The young couple is ecstatic. They’ve just reached a landmark in their lives and want to share it with everyone in the hostel. They shout in joy: “We did it, we’ve climbed Mount Doom!”. They sing songs of the Shire and dance around the tables. It almost breaks my heart, but someone must do it. Now, while they still have the chance to get things right. I have to tell them.
-I’m sorry, really sorry to break your party, but you didn’t climb Mount Doom today.
-What do you mean we didn’t? We’ve been there, today, you’ve seen us at the top!
-Well, yes, at the top of Mount Taranaki. It’s a mountain, it’s a volcano, it’s event the same type as Mount Doom – a stratovolcano, but it’s not Mount Doom.
They just stare in disbelief. So sad to see them like this, but I really hope they have a few days left in New Zealand and can still climb Mount Ngauruhoe, which “played” Mount Doom in the movie. Actually, Mount Taranaki “played” Mount Fuji in The Last Samurai, but I doubt that will cheer them up. I do my best to encourage them:
-You’re lucky, it was really good weather today, you could see Mount Doom in the distance. It’s only about 80 km from here.

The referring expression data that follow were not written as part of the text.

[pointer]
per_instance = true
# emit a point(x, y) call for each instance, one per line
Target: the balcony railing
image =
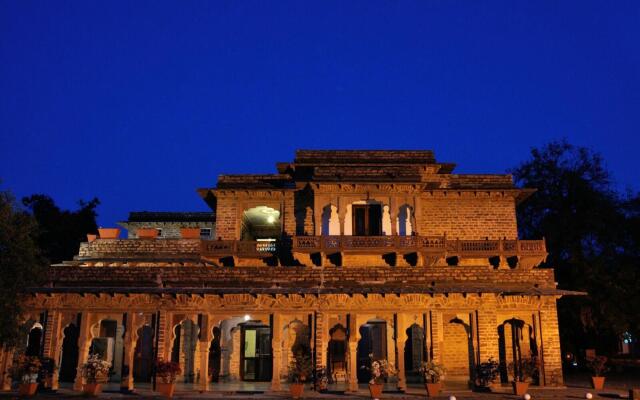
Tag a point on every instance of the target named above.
point(430, 245)
point(240, 248)
point(424, 244)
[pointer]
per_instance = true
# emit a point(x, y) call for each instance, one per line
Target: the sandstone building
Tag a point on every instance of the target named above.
point(340, 253)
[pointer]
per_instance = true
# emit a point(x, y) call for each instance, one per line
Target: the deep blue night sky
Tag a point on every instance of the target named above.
point(139, 103)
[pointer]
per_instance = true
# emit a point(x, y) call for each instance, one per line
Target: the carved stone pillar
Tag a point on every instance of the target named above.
point(393, 215)
point(130, 339)
point(7, 361)
point(52, 344)
point(205, 343)
point(354, 336)
point(401, 340)
point(84, 342)
point(277, 353)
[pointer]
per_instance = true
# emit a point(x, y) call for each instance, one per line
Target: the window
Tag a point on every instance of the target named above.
point(367, 219)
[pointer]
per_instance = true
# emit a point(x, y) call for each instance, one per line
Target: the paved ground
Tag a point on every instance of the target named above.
point(577, 387)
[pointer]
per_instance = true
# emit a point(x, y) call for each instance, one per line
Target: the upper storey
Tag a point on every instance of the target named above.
point(365, 201)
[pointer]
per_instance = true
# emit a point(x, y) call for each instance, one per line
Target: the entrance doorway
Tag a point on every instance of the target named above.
point(414, 353)
point(69, 360)
point(367, 219)
point(373, 341)
point(337, 360)
point(255, 354)
point(143, 355)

-So… you mean we’ve climbed the wrong mountain?
-I’m so, so sorry for you. Try to look at it this way – you’ve climbed a real good, high mountain. And you’ve seen Mount Doom. Now go there and climb it.
-We’ve climbed the wrong mountain… It’s not Mount Doom. Not Mount Doom…
It’s the only thing they can say. Nobody’s laughing. Everybody in the hostel’s living room understands the frustration of a Tolkien fan who just thought he’s reached another landmark of his quest. Making silly remarks is the last thing on everyone’s mind. I offer them a piece of my apple pie for consolation but the young couple politely refuses. They retreat to their room, to recover their losses and plan the conquest of Mount Doom. Again. I hope they made it. We did.